Only the EAC has made significant progress towards a common market and Gerrishon Ikiara, a Kenyan economist specialising in development and policy, says it should be the role model.
Imports and exports
But although intra-EAC trade grew rapidly at first it now only accounts for 10 per cent of the six countries’ total merchandise trade, the World Trade Organisation (WTO) said in a 2019 report.
This means most exports and imports are with countries outside the bloc. The WTO said poor infrastructure and the use of different currencies were barriers to trade within the EAC.
Businessmen say the continent-wide deal provided few details of how to make trade run more smoothly and failed to tackle some contentious issues.
It did not give a time frame for removing existing customs structures, outline how to integrate markets or phase out protectionism, said Ian Gibson, deputy managing director of Farmers Choice, Kenya’s biggest meat processor.
“The detail is what causes all the chaos,” he said.
Namanga is the mid-point of a Sh20 billion highway built in 2012 to connect the Tanzanian city of Arusha with Nairobi’s industrial satellite town of Athi River.
The African Development Bank funded the road to promote regional integration. But despite the cash poured into infrastructure, Kenya’s annual exports to Tanzania dropped by more than a third since 2014, to Sh29.75 billion ($288 million), the Kenyan statistics office said.
Imports from its neighbour also slowed slightly to Sh17.82 billion over the same period.

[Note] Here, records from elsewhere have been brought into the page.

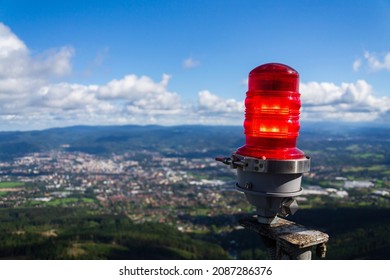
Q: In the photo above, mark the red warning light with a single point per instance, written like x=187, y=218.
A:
x=272, y=113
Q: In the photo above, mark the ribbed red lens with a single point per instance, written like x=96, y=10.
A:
x=272, y=113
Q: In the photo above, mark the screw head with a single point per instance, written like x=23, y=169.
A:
x=248, y=186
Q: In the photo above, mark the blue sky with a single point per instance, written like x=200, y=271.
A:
x=183, y=62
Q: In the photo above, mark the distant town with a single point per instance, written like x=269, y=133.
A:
x=150, y=187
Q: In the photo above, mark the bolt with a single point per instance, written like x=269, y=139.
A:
x=289, y=207
x=321, y=250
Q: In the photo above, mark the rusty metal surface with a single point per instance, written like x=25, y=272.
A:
x=287, y=232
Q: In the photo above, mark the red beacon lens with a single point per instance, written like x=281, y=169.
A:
x=272, y=113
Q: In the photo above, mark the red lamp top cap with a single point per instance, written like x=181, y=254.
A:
x=273, y=76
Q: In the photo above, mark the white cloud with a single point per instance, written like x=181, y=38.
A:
x=212, y=103
x=357, y=64
x=31, y=97
x=345, y=102
x=373, y=61
x=190, y=63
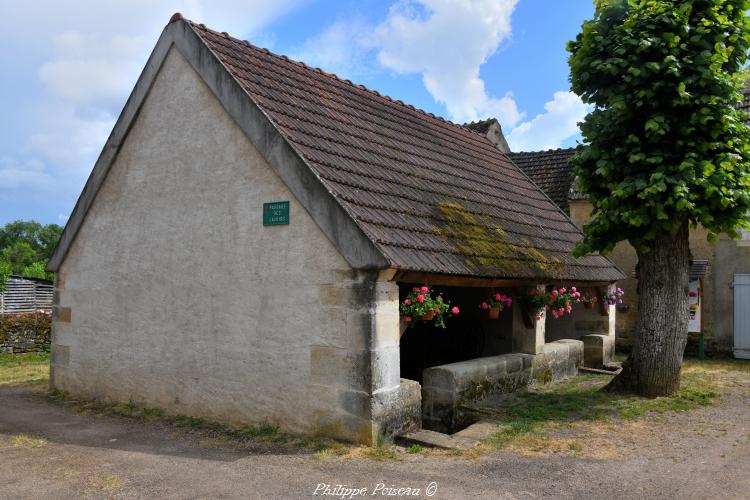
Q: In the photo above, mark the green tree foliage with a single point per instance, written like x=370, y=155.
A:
x=4, y=274
x=25, y=248
x=664, y=143
x=664, y=149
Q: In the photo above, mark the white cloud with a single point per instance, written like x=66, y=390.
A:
x=548, y=130
x=86, y=59
x=91, y=70
x=24, y=175
x=341, y=48
x=447, y=41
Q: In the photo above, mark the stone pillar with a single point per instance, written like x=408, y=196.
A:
x=396, y=404
x=529, y=340
x=612, y=313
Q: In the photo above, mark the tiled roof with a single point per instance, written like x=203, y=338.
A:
x=481, y=126
x=550, y=170
x=431, y=195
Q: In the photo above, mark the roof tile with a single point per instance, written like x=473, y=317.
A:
x=433, y=196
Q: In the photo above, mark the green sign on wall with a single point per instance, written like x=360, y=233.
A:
x=276, y=213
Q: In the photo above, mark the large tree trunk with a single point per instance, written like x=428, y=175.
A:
x=653, y=367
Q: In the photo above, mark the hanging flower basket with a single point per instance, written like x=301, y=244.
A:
x=420, y=304
x=427, y=317
x=495, y=304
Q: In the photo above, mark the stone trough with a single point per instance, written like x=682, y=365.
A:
x=447, y=388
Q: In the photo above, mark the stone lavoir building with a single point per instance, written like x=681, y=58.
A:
x=242, y=245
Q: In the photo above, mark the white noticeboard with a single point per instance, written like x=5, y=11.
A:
x=694, y=306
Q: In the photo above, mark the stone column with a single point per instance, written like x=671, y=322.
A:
x=396, y=403
x=529, y=340
x=612, y=313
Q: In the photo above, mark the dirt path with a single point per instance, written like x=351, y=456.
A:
x=48, y=451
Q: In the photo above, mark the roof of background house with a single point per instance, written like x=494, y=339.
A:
x=550, y=170
x=430, y=195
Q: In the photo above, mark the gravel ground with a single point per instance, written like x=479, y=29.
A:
x=700, y=454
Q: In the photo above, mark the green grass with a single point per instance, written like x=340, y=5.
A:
x=24, y=368
x=26, y=441
x=580, y=400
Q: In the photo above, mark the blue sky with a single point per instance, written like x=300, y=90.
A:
x=68, y=68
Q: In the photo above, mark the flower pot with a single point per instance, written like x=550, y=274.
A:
x=427, y=317
x=493, y=313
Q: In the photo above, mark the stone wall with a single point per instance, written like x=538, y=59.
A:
x=447, y=389
x=28, y=332
x=175, y=295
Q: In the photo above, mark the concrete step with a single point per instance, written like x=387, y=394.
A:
x=465, y=439
x=478, y=431
x=434, y=439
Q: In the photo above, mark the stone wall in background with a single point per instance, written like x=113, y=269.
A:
x=27, y=332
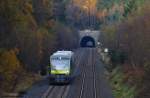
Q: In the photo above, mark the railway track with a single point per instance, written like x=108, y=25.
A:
x=61, y=91
x=90, y=83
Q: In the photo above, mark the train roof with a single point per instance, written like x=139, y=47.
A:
x=62, y=53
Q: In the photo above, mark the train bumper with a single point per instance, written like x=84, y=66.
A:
x=59, y=78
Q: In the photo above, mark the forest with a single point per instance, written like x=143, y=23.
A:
x=31, y=30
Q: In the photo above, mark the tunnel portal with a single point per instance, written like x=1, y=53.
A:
x=87, y=41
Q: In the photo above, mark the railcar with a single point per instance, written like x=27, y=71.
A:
x=61, y=67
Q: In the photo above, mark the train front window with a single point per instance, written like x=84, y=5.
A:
x=60, y=63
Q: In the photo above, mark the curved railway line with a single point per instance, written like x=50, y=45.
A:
x=88, y=83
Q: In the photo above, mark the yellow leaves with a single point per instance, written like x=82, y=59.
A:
x=86, y=5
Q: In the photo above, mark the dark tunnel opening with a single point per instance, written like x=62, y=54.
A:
x=87, y=41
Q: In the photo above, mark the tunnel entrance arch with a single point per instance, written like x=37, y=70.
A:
x=87, y=41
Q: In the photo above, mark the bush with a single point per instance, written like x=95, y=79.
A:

Tanzania, which for decades feared domination by its bigger neighbour, has long had an uneasy relationship with Kenya.
Similar tensions can be found elsewhere in Africa, and could get in the way of the new free trade deal.
Nigeria, the continent’s largest economy, was slow to sign the agreement because businesses are worried that the size of their market makes it especially attractive to foreign competition.